There are a myriad of reasons why Montana should expand Medicaid – providing affordable health care coverage for up to 70,0000 Montanans and a boost to Montana’s economy. Medicaid expansion has a significant impact on Indian Country as well. By expanding Medicaid and providing coverage to more than 19,0000 American Indians, we can improve access to quality healthcare and provide needed revenue to the severely underfunded Indian Health Service (IHS) clinics and hospitals.
Traditionally, American Indians receive health care through IHS. Because American Indians rely on IHS as their primary healthcare provider, they are less likely to see the importance of purchasing health insurance through the exchanges. It should also be noted that American Indians have treaty agreements with the federal government that should provide access to quality healthcare in exchange for governance over this country.

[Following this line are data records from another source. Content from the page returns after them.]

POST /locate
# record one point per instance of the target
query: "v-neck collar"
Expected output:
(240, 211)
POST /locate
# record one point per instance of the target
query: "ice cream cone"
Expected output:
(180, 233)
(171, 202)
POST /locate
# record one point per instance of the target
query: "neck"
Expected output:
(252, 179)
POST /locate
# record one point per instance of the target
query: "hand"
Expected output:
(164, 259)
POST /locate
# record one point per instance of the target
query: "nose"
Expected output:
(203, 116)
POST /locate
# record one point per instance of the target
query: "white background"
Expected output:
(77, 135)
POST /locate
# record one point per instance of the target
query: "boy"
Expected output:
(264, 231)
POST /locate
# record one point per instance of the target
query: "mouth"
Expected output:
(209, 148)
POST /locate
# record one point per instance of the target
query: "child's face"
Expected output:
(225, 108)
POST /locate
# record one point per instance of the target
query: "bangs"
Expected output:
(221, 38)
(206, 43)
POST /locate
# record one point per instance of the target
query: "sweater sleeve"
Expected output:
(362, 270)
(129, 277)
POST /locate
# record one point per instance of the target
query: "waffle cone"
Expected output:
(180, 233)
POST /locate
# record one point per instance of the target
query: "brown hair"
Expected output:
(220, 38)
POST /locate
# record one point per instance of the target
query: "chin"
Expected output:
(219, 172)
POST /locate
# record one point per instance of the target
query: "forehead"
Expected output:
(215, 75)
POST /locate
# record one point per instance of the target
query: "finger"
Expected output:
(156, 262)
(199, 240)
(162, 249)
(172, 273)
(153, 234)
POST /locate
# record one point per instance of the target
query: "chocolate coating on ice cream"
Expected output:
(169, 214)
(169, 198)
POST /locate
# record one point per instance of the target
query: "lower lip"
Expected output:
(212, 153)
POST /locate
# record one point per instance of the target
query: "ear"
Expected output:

But the failure to have health insurance has real repercussions on access to health care services for American Indians. IHS facilities receive funding for two purposes – operating funds and contract services. The operating funds are intended to provide services that are needed to meet the basic health needs of the community members. Contract fees are to cover services that are not provided at the facility, and require a referral to an outside provider (i.e., MRI, cancer treatment, etc.). What is important to remember is that at no point in the history of IHS has this agency ever been funded at the level needed to provide quality basic care to its patients. For this reason, IHS facilities oftentimes have limited services provided on site and patients must rely on being able to receive approval from their IHS clinic to receive services that require a referral to an outside provider (i.e., MRI, bone marrow transplant, etc.). To allow IHS patients to receive adequate care, they are sent somewhere else to get that MRI and then the IHS facility provides payment for the service. Again, because of lack of funding these “contract dollars” are finite and do not last long. A patient must be “approved” for the service, often dependent on whether it is a priority need and whether there are funds available (i.e., a life or limb litmus test). When contract dollars run out, patients are denied approval, and without insurance, will either forgo the care or pay out of pocket.

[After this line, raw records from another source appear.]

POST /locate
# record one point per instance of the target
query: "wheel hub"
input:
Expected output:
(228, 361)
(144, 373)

Last week I read an article in the Washington Post that reported that an unusually low number of American Indians in Alaska have enrolled in the healthcare exchanges. Out of more than 100,000 people who identify as Alaska Native or American Indian, only 115 signed up. In an article written by Mark Trahant, Journalism Chair from the University of Alaska Anchorage, he notes some states have had more success. Washington expanded Medicaid and invested in outreach and now 10,000 more American Indians and Alaska Natives have insurance.

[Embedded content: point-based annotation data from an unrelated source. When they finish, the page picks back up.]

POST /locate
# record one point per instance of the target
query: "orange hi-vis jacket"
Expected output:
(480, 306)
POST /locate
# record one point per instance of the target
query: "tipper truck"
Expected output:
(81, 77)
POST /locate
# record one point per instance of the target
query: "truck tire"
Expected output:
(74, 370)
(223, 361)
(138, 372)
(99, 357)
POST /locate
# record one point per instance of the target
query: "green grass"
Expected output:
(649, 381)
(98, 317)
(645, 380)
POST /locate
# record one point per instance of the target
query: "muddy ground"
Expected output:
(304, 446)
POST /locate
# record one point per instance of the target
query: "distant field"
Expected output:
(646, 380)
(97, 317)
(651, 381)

Just like all individuals, having health insurance gives American Indians – just like everyone else – the peace of mind of knowing they will be covered for their health care needs. On top of this, more insured American Indians gives IHS a much-needed source to help pay for health care services its patients need. This would ease funding shortages and allow IHS facilities to increase services and contract dollars would last longer.
One of the ways we can increase the number of insured American Indians is by expanding Medicaid which would help cover more than 19,000 American Indians in Montana.